The problem is that smallcraft launch facilities aren't listed separately, but rather assumed to be both inherent and singular on a hull.
 
I think you're assuming more than needs to be assumed :mrgreen:

Many Traveller rules are brief or poorly written, depending on how you want to view them. Their brevity allows us to interpret them as we choose. Sometimes their vagueness drives me up the wall, sometimes it's a good source of creativity.

Within the framework of the rules, our interpretations are all good. That the interpretation may vary between GMs and/or player groups makes it harder to transition between groups.

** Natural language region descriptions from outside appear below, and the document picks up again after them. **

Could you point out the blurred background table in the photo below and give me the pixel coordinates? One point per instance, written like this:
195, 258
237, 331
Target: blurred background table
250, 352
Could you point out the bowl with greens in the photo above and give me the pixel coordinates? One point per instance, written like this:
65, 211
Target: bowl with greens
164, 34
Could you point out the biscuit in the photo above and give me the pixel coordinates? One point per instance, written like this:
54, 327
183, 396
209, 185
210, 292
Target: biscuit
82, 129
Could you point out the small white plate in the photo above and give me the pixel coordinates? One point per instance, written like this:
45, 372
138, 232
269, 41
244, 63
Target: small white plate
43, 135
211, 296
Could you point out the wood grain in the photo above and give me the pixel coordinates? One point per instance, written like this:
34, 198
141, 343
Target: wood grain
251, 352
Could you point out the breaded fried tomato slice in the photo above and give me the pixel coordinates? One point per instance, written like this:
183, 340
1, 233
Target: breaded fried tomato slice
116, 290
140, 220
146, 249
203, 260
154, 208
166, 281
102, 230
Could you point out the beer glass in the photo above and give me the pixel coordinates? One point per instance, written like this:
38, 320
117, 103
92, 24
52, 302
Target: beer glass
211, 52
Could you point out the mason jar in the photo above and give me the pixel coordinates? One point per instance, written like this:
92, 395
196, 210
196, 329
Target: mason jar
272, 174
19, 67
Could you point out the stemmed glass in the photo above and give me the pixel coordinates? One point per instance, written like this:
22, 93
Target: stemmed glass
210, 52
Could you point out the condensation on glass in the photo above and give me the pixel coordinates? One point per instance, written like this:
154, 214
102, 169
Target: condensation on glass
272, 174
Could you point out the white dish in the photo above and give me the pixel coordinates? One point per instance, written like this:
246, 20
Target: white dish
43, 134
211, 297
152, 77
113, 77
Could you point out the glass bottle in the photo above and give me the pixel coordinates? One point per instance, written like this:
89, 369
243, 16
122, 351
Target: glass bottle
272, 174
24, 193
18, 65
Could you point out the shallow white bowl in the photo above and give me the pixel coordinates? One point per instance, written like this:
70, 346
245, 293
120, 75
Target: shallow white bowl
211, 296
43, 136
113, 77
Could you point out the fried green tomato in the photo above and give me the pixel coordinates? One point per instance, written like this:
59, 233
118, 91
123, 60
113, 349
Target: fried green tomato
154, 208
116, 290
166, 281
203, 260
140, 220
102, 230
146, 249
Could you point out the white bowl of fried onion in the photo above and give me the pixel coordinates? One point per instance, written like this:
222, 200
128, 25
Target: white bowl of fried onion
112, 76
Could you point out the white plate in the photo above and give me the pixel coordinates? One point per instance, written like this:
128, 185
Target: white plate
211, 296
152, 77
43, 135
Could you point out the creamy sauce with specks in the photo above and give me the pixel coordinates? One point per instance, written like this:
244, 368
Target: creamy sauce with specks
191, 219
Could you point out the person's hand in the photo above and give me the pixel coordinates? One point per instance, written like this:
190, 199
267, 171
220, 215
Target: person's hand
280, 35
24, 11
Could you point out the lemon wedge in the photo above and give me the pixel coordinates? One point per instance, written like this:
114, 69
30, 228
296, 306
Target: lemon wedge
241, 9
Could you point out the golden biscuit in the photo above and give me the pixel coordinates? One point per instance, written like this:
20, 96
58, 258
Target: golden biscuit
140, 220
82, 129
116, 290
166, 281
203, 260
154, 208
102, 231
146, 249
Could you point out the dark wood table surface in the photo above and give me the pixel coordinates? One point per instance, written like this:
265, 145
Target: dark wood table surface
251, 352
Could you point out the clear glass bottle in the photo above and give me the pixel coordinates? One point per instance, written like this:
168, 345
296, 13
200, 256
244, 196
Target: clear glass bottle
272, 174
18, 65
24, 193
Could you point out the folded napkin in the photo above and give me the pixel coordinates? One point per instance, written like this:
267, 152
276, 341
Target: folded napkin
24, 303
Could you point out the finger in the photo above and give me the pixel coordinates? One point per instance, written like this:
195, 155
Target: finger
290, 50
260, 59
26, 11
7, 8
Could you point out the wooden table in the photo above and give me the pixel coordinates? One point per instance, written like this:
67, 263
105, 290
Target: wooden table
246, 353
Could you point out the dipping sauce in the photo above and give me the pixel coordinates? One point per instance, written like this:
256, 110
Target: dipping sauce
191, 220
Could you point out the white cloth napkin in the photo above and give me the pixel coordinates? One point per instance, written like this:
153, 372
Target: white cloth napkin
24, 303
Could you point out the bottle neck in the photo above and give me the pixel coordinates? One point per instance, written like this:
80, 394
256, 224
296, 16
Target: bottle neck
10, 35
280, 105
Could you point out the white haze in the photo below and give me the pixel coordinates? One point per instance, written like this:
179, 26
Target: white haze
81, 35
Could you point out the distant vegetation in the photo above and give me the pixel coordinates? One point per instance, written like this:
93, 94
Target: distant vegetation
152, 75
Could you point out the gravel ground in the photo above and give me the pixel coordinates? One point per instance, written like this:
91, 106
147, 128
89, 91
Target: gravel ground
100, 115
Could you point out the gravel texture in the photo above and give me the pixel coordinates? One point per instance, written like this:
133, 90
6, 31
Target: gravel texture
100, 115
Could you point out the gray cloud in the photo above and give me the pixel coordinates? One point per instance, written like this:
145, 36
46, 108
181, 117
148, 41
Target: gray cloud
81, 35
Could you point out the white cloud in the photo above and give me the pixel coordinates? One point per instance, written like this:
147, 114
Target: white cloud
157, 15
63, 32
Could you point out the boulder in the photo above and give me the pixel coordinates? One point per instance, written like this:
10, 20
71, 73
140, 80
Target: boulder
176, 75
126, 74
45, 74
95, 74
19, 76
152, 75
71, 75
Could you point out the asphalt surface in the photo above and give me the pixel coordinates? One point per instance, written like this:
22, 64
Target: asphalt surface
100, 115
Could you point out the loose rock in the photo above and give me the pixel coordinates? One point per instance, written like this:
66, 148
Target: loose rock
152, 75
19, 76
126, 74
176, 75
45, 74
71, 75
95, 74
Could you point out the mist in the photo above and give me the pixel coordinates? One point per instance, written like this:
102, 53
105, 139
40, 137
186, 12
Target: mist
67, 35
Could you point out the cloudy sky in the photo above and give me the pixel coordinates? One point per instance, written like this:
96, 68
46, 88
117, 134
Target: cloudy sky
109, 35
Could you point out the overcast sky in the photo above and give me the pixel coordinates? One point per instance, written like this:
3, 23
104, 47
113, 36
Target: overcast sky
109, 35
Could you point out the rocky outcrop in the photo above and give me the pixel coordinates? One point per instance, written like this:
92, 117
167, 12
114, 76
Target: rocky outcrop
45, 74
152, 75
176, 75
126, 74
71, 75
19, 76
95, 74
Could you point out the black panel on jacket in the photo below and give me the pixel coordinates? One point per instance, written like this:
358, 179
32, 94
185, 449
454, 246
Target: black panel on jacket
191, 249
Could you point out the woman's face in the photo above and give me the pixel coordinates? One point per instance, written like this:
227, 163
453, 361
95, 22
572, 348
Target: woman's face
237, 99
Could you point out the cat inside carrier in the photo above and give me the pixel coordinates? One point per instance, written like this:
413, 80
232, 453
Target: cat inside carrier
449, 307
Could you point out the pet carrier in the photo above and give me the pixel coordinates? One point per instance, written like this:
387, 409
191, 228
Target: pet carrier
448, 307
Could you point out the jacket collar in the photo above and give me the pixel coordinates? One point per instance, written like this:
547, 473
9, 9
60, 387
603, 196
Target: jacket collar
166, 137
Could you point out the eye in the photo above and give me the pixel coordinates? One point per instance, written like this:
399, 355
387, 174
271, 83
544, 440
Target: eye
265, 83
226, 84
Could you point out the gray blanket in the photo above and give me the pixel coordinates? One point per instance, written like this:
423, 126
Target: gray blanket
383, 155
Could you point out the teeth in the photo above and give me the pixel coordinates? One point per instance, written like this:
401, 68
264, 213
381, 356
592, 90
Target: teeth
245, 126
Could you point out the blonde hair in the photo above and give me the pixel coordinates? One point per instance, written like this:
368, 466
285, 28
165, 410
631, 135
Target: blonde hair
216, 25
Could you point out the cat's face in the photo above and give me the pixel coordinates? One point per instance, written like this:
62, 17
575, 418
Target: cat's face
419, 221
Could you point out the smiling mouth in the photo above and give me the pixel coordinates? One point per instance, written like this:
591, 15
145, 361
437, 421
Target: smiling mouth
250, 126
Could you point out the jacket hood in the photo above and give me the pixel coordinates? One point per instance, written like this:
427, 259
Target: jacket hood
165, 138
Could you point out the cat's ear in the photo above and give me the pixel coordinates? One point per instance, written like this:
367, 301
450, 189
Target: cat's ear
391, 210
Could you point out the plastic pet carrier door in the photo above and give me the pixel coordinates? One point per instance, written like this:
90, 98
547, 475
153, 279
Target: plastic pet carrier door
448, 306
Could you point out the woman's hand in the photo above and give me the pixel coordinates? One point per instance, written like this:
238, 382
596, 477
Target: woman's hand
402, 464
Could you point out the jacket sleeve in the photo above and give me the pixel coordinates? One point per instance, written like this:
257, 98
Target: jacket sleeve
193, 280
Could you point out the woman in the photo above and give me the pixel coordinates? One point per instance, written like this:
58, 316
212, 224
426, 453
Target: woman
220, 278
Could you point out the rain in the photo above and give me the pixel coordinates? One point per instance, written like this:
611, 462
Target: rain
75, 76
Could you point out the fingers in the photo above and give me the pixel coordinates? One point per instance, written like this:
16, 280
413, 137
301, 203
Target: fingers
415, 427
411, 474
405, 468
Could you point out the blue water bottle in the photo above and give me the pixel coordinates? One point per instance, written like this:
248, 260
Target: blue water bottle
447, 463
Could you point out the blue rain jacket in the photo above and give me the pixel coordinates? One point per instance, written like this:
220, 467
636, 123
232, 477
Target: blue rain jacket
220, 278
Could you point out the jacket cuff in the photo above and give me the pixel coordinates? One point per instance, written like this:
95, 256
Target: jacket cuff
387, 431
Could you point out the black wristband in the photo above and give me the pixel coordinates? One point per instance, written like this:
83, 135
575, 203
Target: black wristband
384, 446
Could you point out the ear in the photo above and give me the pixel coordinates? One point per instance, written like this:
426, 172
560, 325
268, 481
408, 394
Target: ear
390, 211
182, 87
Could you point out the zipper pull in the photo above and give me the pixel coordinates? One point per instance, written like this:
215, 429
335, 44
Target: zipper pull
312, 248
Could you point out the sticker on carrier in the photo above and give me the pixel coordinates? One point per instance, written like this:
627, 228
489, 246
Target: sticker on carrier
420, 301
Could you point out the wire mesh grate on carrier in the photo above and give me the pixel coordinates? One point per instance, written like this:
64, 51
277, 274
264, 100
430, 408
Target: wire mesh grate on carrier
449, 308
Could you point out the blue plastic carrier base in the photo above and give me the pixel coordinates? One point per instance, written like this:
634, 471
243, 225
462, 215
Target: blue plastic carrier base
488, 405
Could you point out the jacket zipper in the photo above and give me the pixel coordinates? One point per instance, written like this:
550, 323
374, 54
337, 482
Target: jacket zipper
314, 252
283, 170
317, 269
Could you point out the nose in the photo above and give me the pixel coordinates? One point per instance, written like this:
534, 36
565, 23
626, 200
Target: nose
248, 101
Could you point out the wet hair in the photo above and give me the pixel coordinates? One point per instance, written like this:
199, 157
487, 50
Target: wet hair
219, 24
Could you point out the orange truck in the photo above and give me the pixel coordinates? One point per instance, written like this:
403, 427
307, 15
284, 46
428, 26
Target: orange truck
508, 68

This thread kinda makes me laugh, it's how many pages of pretty much one persons view of an important but relatively small part of the game?
 
As regards docking clamps and airlocks, since you assume there is an atmosphere on either side, not that much of an issue, though I tend to specify that there is an airlock in addition to the docking clamp, and it's supposed size.
 
I certainly didn't assume, see that part above where I say the hanger door opens, it opens to space where last I checked, or last I was told, there is pretty much only vacuum ;)
 
You in the general sense.

For my customized half-tonne docking clamp specifically intended for ten tonnes and below, that access door tends to be optimized for a slim athletic type.
 
Me? :wink:

OK, point taken.

I'm gonna add a docking clamp that holds 50-200 dT or thereabouts. I've drawn up a couple of small ships in the last few days designed as general purpose system ships that have clamps so they can act as a tug for disabled ships. The 10dT clamp I'm ruling is too big for ships below 100dT but the 5 dT clamp won't hold a 100dT ship safely. The goldilocks clamp...
 
The five and ten tonne clamps don't work for what I have in mind, outside of which the ratio of eighteen to one seems very inefficient.